Believe me I know how wearing it is & I feel for you. TALK to good friends. they will surprise you with their support.

lmm6 Mon 13-May-19 10:37:14

My dear grandma suffered all her life with MH problems. This was caused by her mother dying when she was an infant. I believe she craved was love which she had not had as a child. As a family who lacked understanding, we did not give her enough. She needed constantly to be in the company of loved-ones but spent too much time on her own. I was too young to understand and now it's too late. My advice is always be there with a hug and to listen even though it can be very hard. Don't ever give up on anybody who needs you. This has been the lesson I have learned.

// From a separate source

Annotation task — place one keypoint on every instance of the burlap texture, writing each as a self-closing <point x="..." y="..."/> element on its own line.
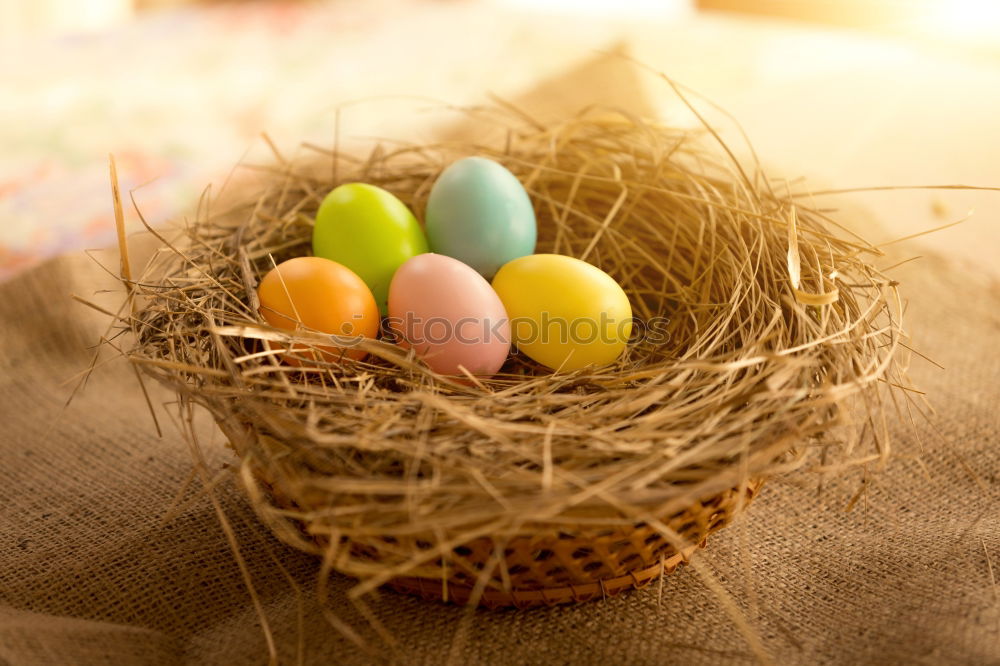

Anniebach Mon 13-May-19 10:38:05

A person with mental illness can’t make a calm, reasonable decision to refuse support , for example , a person with bi polar when on a high think they can sort out the worlds problems , when on a low they can find deciding if they want to eat too difficult a decision

4allweknow Mon 13-May-19 10:42:09

Drug addiction is a MH illness and it is well known the only way to survive the issues a family member can bring with the illness is to basically detach from the relationship. Alcoholism is another MH problem. Drug addiction can be stopped almost immediately with no harmful effects to the person , alcoholism is totally different and has to be managed medically and with supervision. Using those two examples to highlight there are so many different MH illnesses that would seem to take over a family's life but they need to be dealt with differently to achieve any worthwhile outcome. That's the horrendous problem with MH illnesses they are all different.

Cabbie21 Mon 13-May-19 10:46:18

Many thanks for all the messages of support and comments.
Fortunately for me now, my sister is looked after.
In the current situation I am not the person most closely affected, and can take no responsibility in the situation, which relieves me of that burden of worry, but I have to see the effect it is having on the main carer, and the knock- on effect on me. Yes, I would like to find someone appropriate to talk to. Meanwhile, I am concentrating on holding it together and ensuring I do things I want/ need to do for myself.